A thin layer of epithelium overlies a brisk chronic inflammatory reaction and fibrosis in the wall of the cyst.
The underlying lymphoid infiltrate is quite robust and can occasionally form germinal centers (although that is not seen here). This combination of a lymphoid stroma and epithelial-lined cysts is the reason for its alternative alias - lymphoepithelial cyst.
A stratified squamous lining as seen here is by far the most common type of lining. Respiratory epithelium may occasionally be encountered, or a mixture of both.
This different case shows a lining which is not squamous.
On higher power it appears to represent respiratory epithelium. Some secondary reactive changes are also present.
This chart demonstrates the different derivatives of the first four pharyngeal arches. Understanding what structures form from each arch is important for determining the type of branchial cleft and the position of a tract if present.
The branchial (pharyngeal) apparatus in humans is the progenitor of many head and neck structures, and of the six branchial arches, the first four are the most important. Branchial (pharyngeal) arches are composed of a bar of mesoderm lined externally by ectoderm and internally by endoderm.
In addition to a cartilaginous core, each arch has an aortic arch derivative, and a definite cranial nerve. These cranial nerves will supply the structures that develop from the arch.
On the external surface, the identations between the arches are called branchial clefts or grooves. The equivalent structure inside the fetus are called branchial pouches. In other words, the outpouchings of the foregut lie directly opposite of the indentation of the branchial groove.
When a branchial cleft is not properly involuted during development, the remnant forms an epithelium-lined cyst that may connect to the overlying skin via a sinus tract. Rarely, both the branchial pouch and branchial cleft fail to involute, and a more extensive communication may form. For example, if this occurred in the 1st branchial groove and pouch, there would be a fistula between the pharynx and skin (Branstetter).

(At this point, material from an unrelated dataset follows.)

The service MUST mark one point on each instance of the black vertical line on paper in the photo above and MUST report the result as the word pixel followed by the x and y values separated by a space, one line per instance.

Histologically, the cysts are lined by squamous and occasionally respiratory epithelium. There is often an robust underlying lymphoid infiltrate; germinal centers may even be seen on occasion. This is why branchial cysts are also called lymphoepithelial cysts. The cystic contents may be serous, mucinous or contain debris (desquamated cells) (Kumar).
It is important to recognize this entity and not confuse it with metastatic lymph node (i.e. containing squamous cell carcinoma). Note that branchial cleft cysts that undergo malignant transformation do exist, but are exceptionally rare (Rosai).
Branchial cysts, tracts, and sinuses have been reported for all of the first four branchial (pharyngeal) arches. The location will depend on the specific branchial cleft involved.
For example, first pouch remnants are located in the preauricular area or beneath the posterior aspect of the mandible (and may be connected to the auditory canal). Second pouch remnants appear anterior to the sternocleidomastoid and may communicate with the pharynx. Third and fourth pouch remnants are usually located in the suprasternal or supraclavicular region (Rosai).
Surgical excision is typically the treatment of choice. There are a variety of procedures designed to excise the complete branchial remnant.
Complete excision of the retained epithelium is necessary to prevent cyst re-accumulation. Additionally, if there are pharyngeal or skin openings the cyst tracts, these must also be addressed to prevent recurrence.
Branstetter BF. Branchial Cleft Cysts: eMedicine. Last updated March 11th 2009. Available at: emedicine.medscape.com/article/382803-overview
Kumar V, Abbas AK, Fausto N. Robbins and Cotran Pathologic Basis of Disease. 7th Ed. Philadelphia, PA: Elsevier; 2005: 788-9.
Rosai, J. Rosai and Ackerman's Surgical Pathology. 9th Ed. Philadelphia, PA: Elsevier; 2004: 518-519.